Вот снег тот вправду одинок.
Но мы-то здесь, но мы-то дома.
За нами щелкнувший замок
звучит, как музыка, без взлома.
И мы беседуем. Истома
недугов, бед – души на дне.
И там же жмется аксиома:
со смертью всяк наедине.
Зима все злее, видит Бог,
зима – мерзавка, недотрога.
И мы сошлись на огонек,
диковинный в ночи – нас много,
но одиноки мы убого
и в единении, зане
без одиночества – без Бога —
со смертью всяк наедине.
Не в высях простертых,
а где-то у нас
как прежде, растет он,
растет про запас —
пусть гол и безлюден —
не там и не тут —
но ангелы лютые
рай стерегут.
Все движения природы
столь незримы – ни частиц
мы не видим, ни микробы
нам своих не кажут лиц.
Но гляди – девица… Мы с ней
чуть знакомы, но ей-ей —
неподвижнейшие мысли —
под игрой ее кудрей.
«Хоть сыплется струйкой…»
Хоть сыплется струйкой
точнейший песок,
хоть станет разлукой
и мелкий поток,
о коем Державин
или Гераклит,
когда жизни жаль им,
толкуют… Но влит
в движенье первичный
покой.
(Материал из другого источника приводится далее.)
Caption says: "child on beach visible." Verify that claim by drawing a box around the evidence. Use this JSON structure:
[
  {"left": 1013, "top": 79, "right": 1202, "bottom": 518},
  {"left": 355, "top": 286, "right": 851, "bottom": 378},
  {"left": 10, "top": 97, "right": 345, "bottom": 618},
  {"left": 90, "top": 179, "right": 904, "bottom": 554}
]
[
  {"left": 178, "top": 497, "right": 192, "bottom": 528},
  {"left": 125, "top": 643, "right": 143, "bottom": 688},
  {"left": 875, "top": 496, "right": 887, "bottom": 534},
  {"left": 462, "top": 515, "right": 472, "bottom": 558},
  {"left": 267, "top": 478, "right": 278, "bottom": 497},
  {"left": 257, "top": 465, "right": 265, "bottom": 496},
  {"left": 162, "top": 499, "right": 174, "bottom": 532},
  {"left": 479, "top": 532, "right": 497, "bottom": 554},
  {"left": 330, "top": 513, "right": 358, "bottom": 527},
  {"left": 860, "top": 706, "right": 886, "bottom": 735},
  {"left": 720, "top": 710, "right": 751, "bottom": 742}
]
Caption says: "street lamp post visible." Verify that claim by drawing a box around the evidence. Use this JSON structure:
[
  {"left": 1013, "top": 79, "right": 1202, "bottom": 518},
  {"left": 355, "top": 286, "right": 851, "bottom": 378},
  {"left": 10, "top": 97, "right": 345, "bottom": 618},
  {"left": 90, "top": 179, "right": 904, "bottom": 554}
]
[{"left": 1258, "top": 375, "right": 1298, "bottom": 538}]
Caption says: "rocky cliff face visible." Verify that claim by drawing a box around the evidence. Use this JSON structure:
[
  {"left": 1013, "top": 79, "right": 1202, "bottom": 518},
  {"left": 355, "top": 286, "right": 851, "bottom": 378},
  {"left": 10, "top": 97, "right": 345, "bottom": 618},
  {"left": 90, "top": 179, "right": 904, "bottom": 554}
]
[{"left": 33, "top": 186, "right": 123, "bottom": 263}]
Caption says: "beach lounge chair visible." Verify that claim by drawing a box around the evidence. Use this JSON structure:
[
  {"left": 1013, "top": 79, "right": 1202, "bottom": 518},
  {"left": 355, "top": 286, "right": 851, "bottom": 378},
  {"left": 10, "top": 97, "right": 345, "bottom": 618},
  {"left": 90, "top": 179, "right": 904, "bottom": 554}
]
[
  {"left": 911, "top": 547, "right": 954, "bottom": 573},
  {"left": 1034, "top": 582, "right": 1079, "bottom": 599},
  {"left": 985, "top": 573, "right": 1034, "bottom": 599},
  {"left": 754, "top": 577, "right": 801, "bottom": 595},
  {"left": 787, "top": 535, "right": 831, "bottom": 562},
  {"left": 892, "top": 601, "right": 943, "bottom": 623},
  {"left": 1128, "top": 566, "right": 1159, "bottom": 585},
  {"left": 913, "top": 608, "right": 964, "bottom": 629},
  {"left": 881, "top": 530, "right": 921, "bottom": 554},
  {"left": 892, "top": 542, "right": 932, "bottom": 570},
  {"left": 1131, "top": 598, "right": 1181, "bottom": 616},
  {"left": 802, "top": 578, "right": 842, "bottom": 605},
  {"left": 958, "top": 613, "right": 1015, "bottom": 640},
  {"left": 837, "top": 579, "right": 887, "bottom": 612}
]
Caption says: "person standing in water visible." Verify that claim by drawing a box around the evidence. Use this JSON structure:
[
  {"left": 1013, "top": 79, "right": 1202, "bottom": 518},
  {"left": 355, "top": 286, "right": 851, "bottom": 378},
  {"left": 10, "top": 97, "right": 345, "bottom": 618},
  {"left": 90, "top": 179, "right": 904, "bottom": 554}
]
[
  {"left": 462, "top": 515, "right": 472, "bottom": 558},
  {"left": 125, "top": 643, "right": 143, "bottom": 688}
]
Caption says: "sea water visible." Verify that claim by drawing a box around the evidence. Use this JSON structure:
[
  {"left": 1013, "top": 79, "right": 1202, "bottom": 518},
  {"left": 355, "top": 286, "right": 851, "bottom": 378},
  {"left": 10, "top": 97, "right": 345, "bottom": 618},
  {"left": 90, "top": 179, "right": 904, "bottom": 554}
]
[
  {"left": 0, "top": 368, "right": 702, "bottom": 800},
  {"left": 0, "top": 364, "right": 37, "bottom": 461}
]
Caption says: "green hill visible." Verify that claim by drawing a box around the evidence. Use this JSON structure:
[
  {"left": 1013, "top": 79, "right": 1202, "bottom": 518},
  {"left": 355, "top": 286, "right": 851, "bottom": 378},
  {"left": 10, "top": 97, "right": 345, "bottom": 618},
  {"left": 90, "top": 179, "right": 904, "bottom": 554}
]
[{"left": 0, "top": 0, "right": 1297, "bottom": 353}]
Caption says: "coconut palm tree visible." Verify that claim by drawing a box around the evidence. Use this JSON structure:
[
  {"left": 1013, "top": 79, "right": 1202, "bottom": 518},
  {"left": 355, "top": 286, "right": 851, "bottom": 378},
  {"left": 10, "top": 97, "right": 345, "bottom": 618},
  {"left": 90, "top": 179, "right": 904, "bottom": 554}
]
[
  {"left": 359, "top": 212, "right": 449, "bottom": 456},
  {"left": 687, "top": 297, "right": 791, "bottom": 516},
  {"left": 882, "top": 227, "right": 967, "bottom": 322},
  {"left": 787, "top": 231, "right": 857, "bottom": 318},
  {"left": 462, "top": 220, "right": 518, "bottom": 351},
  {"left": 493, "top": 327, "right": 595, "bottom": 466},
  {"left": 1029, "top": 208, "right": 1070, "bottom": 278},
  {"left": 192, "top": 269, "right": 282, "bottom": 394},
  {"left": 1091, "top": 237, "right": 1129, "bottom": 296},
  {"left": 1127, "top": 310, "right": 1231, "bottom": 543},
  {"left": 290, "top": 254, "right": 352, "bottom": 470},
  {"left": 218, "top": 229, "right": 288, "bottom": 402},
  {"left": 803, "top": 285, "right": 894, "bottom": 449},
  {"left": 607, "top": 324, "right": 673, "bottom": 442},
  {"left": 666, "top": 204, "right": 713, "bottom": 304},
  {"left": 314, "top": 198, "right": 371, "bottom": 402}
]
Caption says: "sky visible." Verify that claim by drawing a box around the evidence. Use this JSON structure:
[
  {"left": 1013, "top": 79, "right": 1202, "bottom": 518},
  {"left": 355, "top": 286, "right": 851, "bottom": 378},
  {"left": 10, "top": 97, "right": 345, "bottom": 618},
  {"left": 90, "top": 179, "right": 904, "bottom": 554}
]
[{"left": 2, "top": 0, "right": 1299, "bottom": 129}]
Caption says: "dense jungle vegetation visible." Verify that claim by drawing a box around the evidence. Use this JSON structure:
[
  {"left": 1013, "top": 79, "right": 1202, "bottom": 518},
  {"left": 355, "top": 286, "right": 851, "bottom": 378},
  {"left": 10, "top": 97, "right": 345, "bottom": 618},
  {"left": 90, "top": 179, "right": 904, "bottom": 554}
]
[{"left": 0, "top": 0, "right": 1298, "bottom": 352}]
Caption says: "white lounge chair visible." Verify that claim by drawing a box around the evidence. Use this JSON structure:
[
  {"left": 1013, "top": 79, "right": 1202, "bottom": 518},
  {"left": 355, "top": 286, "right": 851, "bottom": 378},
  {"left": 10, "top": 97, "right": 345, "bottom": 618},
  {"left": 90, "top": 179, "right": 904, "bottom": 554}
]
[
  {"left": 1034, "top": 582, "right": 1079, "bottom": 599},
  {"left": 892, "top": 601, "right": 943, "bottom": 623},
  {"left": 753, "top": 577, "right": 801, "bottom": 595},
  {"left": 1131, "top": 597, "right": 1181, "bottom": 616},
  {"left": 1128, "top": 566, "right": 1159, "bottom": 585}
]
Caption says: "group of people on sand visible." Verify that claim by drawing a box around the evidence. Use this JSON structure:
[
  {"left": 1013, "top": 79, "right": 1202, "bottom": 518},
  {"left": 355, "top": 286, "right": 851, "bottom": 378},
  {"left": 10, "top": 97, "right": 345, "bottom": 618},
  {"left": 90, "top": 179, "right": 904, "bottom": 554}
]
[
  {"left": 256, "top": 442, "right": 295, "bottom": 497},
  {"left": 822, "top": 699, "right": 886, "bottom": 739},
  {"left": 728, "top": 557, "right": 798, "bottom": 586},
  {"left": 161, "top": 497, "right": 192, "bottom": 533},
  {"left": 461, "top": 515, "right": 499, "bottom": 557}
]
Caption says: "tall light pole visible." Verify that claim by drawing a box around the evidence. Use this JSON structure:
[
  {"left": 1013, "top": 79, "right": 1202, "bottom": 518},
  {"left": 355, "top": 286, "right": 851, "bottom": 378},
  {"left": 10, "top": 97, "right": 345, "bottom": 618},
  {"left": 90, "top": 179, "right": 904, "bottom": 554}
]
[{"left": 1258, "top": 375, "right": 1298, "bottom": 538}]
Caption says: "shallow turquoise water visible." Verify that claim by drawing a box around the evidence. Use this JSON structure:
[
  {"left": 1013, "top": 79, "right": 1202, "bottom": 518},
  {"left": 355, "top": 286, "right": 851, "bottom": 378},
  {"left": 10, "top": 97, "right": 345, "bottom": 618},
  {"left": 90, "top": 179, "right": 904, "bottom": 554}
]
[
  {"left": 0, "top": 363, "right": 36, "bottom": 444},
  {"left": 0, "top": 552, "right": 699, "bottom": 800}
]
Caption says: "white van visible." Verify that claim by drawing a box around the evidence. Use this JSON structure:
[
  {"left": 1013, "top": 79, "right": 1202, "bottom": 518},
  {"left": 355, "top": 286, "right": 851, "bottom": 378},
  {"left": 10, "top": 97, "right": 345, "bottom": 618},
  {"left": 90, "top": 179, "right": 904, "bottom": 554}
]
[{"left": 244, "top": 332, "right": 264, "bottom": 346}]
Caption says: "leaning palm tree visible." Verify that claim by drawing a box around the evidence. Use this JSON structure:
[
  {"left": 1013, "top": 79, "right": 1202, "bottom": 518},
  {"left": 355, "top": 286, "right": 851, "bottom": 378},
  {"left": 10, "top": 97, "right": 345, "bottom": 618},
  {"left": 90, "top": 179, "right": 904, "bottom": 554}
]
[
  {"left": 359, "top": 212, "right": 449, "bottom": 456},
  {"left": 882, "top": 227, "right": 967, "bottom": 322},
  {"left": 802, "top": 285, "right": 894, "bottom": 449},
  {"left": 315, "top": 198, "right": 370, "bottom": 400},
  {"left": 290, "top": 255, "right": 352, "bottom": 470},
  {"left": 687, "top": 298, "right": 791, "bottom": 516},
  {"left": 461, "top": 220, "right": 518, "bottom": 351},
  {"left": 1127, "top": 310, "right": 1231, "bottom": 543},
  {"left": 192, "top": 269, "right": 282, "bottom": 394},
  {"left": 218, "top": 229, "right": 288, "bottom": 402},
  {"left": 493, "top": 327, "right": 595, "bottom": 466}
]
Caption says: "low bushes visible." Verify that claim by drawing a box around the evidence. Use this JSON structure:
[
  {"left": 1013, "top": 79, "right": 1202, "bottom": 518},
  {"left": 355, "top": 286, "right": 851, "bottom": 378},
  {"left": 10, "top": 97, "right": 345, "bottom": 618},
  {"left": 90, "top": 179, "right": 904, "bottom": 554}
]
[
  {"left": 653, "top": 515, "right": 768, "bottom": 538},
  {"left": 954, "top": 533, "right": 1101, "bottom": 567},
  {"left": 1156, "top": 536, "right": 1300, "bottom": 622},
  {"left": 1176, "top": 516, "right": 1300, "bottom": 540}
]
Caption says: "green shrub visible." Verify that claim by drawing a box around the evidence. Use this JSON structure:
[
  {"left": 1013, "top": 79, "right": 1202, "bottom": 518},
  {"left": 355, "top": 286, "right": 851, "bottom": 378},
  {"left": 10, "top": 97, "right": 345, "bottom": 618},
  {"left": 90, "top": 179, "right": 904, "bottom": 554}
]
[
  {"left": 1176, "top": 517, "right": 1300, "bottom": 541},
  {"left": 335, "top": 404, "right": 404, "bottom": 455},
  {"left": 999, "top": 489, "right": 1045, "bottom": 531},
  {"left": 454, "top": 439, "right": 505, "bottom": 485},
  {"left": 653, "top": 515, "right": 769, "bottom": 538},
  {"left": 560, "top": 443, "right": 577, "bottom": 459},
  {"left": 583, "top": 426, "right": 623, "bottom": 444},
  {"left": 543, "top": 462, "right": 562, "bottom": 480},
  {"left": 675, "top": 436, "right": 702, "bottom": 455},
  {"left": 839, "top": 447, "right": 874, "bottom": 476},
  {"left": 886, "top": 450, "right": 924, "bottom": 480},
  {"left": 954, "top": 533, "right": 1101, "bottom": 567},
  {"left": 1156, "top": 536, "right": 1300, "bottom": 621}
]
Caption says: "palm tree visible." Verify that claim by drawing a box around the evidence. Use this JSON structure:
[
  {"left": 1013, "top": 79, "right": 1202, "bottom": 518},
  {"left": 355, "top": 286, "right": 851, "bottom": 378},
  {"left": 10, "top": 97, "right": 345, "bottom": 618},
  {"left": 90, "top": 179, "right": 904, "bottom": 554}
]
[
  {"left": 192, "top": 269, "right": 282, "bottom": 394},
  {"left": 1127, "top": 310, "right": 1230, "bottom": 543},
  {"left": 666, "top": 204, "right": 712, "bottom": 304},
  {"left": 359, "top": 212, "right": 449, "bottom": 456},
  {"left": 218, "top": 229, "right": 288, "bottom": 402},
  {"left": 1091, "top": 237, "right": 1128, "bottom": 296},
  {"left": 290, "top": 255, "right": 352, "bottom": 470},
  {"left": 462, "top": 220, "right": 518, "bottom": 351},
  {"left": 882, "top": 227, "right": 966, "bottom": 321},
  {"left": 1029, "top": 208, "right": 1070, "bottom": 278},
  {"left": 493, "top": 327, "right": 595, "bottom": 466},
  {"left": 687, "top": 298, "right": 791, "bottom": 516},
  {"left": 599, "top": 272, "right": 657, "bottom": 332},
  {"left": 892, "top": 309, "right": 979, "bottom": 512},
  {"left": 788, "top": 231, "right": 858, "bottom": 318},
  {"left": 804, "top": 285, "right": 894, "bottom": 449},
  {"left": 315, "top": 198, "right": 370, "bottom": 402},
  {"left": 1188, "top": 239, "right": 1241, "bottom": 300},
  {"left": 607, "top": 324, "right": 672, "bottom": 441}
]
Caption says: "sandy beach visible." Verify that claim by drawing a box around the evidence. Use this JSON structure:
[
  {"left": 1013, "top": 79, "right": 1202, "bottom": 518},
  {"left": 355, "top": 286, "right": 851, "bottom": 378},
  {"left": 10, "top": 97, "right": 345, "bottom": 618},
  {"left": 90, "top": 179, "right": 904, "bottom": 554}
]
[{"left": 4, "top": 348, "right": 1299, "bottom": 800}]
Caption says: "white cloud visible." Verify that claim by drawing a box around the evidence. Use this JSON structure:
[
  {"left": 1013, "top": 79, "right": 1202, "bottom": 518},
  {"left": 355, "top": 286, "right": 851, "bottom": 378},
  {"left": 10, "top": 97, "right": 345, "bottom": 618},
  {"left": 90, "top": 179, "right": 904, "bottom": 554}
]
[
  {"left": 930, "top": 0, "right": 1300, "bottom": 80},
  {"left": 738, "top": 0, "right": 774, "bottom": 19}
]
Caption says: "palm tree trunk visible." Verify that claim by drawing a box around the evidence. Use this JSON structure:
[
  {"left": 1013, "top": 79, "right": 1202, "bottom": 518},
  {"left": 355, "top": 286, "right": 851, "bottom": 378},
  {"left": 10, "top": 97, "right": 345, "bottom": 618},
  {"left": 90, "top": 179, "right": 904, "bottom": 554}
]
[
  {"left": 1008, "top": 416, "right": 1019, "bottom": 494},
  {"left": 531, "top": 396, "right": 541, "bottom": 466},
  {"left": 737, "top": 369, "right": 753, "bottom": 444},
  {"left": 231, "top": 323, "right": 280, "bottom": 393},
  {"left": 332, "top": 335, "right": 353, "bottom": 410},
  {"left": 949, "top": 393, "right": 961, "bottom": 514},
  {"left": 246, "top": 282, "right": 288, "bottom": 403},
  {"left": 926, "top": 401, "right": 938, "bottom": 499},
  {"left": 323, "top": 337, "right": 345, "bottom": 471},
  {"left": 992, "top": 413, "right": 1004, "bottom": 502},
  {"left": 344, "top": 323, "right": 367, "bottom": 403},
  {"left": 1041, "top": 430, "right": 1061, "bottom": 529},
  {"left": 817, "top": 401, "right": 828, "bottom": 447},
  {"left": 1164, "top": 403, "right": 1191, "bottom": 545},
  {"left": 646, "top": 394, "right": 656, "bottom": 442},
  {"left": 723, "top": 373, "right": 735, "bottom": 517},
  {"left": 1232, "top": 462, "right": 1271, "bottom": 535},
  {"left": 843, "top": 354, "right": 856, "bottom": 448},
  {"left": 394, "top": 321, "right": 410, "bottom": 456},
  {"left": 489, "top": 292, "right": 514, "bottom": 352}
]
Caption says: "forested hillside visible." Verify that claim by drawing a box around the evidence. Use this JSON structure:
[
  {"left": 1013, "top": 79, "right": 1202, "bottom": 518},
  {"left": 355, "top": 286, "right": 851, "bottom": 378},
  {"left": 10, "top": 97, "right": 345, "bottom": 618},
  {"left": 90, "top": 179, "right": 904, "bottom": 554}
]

И извне,
но вечность статичной
мерещится мне.
«Грамотность нужна нам, блядь…»
Грамотность нужна нам, блядь,
поголовная, как стадо,
чтобы всякий мог, коль надо,
но донос, а написать.
Грамотность нужна нам, блядь,
вездесущая, как атом,
чтоб не Пушкина – куда там,
но повестку прочитать.
«Не город мертвых – град кумиров…»
Не город мертвых – град кумиров,
град памятников – их мундиров,
сапог испанских, галифе,
шинелей длинных и т. д.
Здесь конь Калигулы отлитым
по пьедесталу бьет копытом,
град указующих десниц,
гранитных брюк, жилетов, лиц.
В порядке наших дел амурных,
как мусор в столь помпезных урнах,
давай же встретимся с тобой,
где всенароднейший герой
окутан бранной славой,
стоит палач безглавый.
«Да, мы не верим в приведенья…»
Да, мы не верим в приведенья —
невидимы – но обретясь
в незримом мире, в запредельном
они-то сами верят в нас?
«Любовь и ненависть, позор, добро и зло…»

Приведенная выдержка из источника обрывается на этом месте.